Introduction: A network meta-analysis was conducted to regard the effects of available immunosuppressive medications in pediatric frequently-relapsing nephrotic syndrome (FRNS) and steroid-dependent nephrotic syndrome (SDNS).
Methods: We reviewed systematically 26 randomized controlled trials (1311 patients) that compared any of the following immunosuppressive agents to placebo/nontreatment (P/NT) or another drug for FRNS/SDNS treatment in children.
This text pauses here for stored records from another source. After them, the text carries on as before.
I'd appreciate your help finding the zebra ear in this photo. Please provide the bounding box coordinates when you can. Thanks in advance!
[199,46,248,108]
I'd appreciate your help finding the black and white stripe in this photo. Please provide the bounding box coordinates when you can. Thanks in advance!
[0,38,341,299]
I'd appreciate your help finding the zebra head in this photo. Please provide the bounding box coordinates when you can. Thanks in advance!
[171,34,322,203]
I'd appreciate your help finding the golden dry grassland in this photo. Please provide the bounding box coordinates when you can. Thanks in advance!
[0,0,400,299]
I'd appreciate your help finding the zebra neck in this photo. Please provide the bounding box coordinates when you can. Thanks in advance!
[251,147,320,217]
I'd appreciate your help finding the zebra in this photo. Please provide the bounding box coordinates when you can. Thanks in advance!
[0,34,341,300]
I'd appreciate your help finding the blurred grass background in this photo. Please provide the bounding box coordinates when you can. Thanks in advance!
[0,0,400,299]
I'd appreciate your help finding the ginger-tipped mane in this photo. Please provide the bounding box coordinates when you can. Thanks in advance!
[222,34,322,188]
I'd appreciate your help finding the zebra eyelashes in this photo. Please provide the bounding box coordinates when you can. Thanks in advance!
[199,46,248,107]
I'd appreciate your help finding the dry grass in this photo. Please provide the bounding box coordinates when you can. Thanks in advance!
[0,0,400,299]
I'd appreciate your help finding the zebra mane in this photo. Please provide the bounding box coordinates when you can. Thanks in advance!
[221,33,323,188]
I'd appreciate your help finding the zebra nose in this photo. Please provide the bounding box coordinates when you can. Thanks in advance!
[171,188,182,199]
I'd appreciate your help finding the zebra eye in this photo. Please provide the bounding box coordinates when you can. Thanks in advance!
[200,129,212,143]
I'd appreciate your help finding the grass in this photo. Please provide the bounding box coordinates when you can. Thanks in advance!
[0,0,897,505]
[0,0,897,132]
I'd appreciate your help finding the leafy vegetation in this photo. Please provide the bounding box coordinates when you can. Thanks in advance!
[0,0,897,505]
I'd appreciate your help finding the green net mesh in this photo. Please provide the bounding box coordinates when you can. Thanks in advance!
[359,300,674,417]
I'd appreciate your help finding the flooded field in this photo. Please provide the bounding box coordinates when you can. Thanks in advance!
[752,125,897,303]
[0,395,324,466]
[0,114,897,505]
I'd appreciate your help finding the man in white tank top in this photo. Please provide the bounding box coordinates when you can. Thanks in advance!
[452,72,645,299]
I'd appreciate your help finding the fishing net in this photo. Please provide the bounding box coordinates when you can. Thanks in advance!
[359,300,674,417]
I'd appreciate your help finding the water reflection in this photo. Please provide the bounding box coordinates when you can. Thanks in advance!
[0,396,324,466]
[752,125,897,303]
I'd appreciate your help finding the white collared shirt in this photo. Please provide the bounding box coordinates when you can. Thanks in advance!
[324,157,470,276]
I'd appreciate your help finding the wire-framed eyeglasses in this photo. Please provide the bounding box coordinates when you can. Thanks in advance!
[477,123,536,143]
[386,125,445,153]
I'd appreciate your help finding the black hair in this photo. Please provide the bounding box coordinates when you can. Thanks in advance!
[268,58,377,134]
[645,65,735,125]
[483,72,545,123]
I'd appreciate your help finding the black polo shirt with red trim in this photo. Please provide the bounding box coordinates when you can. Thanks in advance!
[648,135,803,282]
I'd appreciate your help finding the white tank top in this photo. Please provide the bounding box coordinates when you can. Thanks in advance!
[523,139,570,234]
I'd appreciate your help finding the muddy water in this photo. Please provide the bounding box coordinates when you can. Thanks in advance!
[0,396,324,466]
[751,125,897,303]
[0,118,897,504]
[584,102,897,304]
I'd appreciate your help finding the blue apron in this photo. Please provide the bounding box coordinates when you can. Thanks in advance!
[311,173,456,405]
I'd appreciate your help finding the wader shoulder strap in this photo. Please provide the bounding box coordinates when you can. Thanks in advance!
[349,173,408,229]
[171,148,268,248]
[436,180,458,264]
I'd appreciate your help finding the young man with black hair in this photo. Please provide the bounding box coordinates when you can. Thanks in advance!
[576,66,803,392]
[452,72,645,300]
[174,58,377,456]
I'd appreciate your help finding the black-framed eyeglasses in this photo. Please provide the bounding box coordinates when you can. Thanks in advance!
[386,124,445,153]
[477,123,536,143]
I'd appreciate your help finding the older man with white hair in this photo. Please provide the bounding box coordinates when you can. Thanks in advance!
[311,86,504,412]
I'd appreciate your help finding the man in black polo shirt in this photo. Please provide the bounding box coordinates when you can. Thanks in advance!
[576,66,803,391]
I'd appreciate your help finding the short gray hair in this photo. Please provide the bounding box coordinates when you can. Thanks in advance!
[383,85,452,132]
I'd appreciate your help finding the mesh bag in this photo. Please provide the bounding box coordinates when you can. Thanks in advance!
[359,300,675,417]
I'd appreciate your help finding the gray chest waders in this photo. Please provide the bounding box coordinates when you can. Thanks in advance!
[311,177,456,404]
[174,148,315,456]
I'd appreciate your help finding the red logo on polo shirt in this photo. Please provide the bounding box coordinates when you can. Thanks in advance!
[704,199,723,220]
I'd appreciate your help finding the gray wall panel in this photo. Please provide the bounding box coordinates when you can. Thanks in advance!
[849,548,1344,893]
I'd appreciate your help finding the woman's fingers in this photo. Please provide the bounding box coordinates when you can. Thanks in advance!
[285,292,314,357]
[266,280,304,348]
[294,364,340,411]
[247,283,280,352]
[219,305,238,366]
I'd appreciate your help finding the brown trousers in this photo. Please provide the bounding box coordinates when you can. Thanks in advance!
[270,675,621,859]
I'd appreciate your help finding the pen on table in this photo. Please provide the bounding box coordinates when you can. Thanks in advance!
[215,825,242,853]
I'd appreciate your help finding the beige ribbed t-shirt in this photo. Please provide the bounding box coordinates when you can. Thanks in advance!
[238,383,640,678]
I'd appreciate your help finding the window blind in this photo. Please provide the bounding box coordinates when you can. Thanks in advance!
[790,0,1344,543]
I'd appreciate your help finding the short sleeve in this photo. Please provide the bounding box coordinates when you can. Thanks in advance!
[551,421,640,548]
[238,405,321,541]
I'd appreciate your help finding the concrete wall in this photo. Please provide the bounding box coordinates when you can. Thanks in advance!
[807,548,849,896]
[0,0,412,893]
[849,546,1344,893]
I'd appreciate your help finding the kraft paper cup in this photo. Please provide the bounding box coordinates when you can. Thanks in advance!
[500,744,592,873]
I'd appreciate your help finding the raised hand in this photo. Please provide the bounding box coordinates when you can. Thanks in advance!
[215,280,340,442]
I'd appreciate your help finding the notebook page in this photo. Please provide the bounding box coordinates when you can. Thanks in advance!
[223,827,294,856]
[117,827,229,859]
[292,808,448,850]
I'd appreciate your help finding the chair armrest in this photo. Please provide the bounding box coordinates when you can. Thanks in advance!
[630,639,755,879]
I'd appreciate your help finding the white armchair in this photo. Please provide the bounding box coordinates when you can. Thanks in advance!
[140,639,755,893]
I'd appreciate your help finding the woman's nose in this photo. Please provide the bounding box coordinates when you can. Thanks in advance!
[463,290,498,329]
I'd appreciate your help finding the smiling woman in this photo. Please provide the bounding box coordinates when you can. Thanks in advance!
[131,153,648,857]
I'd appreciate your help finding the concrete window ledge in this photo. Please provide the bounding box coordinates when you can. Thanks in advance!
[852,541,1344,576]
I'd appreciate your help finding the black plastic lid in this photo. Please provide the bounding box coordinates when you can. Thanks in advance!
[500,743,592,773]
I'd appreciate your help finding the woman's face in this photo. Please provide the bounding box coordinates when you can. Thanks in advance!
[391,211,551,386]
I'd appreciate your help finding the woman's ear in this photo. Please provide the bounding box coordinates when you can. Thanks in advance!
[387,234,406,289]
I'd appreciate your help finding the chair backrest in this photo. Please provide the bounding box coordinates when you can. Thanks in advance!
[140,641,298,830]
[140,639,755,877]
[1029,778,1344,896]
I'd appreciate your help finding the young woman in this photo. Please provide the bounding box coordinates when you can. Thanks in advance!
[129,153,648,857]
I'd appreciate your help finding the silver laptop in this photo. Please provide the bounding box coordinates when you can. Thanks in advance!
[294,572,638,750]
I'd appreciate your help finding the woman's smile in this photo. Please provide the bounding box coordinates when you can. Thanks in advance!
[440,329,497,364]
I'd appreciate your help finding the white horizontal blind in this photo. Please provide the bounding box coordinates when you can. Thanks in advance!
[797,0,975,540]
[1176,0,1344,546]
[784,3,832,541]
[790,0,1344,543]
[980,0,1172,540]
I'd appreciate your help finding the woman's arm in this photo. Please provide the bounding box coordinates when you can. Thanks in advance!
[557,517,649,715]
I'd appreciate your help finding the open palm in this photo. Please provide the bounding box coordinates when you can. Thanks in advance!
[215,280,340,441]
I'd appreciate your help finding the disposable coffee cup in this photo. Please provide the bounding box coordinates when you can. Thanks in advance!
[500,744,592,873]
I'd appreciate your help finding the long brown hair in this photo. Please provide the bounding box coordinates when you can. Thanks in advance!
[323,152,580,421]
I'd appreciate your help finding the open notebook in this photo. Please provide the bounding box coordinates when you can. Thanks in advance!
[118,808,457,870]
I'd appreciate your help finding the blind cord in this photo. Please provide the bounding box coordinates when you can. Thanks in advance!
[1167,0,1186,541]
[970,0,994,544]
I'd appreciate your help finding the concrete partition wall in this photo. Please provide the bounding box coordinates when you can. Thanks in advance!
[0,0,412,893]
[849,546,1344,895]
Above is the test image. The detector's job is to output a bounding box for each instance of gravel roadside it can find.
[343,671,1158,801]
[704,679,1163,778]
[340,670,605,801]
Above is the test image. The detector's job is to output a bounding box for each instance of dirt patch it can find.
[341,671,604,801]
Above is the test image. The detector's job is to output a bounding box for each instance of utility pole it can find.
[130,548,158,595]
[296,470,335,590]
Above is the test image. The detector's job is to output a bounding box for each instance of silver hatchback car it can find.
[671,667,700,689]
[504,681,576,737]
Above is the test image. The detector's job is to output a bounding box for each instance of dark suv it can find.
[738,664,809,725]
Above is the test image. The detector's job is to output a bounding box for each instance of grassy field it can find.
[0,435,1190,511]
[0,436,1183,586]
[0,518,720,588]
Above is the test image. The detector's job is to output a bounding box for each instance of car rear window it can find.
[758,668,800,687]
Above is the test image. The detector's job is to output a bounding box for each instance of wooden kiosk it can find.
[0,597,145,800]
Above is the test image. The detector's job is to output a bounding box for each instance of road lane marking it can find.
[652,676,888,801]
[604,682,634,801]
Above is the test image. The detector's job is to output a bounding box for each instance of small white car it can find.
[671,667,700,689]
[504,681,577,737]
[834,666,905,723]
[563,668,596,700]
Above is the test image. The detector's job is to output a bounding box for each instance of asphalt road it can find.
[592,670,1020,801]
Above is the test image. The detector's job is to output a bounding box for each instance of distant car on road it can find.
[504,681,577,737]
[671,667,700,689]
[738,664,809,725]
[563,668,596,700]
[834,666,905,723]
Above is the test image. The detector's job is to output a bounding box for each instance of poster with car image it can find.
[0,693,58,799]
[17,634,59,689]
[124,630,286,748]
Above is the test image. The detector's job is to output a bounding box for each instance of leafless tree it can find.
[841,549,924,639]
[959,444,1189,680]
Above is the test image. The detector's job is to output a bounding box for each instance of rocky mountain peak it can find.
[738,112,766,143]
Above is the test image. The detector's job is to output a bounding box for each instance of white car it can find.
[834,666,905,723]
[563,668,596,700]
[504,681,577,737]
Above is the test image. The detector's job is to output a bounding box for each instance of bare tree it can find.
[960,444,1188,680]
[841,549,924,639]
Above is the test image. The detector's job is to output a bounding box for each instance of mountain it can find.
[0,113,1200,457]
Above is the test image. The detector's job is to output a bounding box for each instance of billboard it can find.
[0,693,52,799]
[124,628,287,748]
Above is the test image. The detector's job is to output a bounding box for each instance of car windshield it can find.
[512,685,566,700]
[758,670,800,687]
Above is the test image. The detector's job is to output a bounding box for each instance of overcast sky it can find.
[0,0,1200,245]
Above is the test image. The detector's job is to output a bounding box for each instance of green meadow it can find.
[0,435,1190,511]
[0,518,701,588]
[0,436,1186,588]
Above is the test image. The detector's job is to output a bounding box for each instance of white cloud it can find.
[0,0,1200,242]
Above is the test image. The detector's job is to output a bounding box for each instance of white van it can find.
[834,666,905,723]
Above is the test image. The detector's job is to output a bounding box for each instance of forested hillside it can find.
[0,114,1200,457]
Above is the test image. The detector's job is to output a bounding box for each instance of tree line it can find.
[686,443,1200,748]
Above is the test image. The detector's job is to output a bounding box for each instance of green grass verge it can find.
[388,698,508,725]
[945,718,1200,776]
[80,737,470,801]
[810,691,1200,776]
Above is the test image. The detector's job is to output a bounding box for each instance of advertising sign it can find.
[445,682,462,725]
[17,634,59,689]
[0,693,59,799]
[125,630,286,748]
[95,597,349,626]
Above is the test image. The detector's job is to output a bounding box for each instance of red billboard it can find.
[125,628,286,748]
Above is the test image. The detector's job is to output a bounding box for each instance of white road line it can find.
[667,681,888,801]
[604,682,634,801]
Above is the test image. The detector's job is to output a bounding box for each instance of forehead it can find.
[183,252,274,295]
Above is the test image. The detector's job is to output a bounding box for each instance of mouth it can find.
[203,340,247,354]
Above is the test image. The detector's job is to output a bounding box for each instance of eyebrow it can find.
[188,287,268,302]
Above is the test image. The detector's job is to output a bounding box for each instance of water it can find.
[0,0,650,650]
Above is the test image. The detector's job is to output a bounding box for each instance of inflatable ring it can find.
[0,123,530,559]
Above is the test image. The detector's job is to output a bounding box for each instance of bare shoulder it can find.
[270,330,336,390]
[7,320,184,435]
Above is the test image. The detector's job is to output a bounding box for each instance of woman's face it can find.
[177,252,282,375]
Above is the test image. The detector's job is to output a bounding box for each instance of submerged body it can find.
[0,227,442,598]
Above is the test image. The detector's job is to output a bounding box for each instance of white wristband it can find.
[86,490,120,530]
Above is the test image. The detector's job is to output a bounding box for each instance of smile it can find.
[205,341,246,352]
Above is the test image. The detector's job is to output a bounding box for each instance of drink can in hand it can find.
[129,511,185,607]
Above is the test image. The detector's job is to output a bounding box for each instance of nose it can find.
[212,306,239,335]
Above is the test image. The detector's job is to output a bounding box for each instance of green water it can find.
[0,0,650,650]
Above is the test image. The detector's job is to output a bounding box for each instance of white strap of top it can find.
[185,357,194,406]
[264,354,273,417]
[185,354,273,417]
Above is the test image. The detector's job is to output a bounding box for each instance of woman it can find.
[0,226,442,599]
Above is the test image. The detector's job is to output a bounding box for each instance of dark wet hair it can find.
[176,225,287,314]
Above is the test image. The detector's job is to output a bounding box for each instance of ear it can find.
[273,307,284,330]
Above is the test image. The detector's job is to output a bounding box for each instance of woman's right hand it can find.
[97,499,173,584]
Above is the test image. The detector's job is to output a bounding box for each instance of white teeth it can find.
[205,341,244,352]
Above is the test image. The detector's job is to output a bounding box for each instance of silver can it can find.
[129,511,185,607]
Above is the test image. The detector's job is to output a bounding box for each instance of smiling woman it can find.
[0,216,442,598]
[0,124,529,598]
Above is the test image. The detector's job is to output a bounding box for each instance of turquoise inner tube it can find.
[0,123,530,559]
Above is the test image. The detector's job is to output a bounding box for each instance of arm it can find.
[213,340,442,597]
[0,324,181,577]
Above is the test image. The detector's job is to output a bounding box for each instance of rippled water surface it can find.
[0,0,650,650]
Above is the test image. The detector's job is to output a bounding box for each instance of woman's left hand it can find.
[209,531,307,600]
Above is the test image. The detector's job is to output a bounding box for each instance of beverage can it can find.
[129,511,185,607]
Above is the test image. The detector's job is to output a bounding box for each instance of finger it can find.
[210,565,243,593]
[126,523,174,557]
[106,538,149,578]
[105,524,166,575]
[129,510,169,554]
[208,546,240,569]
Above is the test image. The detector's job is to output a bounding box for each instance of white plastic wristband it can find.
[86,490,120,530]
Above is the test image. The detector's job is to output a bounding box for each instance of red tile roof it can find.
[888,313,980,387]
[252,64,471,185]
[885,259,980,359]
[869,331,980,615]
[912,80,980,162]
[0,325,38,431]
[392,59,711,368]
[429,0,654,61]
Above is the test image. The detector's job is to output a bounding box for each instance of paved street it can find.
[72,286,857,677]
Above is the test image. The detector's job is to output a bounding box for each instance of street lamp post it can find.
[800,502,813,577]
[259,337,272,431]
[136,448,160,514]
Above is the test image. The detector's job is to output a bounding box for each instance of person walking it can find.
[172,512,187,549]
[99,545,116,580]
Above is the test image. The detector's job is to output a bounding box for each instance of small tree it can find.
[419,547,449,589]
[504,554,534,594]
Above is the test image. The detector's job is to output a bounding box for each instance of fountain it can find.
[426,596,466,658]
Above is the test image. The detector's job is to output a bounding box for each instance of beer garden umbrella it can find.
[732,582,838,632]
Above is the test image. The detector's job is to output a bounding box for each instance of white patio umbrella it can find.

Results: The main outcomes were efficacy and acceptability. At the 6-month, cyclophosphamide, chlorambucil, levamisole, and rituximab had better efficacy than P/NT (odds ratio [OR]: 0.09, 0.03, 0.28, and 0.07, respectively); cyclophosphamide was significantly more effective than azathioprine and chlorambucil. At 12 months, cyclophosphamide, chlorambucil, cyclosporine, levamisole, and rituximab had better efficacy than P/NT (0.10, 0.03, 0.10, 0.23, and 0.07, respectively); Chlorambucil were found to be more efficacious than levamisole and MMF (0.12 and 0.09, respectively). At 24 months, cyclophosphamide, chlorambucil, and levamisole had better efficacy than P/NT (0.09, 0.04, and 0.03, respectively); cyclophosphamide had better efficacy than cyclosporine and vincristine (0.17 and 0.39, respectively).
Conclusion: No significant differences in acceptability were found. Our results suggest that cyclophosphamide may be preferred initially in children with FRSN/SDNS, chlorambucil, and rituximab may be acceptable medications for patients with FRSN/SDNS. Long-term follow-up trials focused on gonadal toxicity and limitation of maximum dosage of cyclophosphamide should been carried out.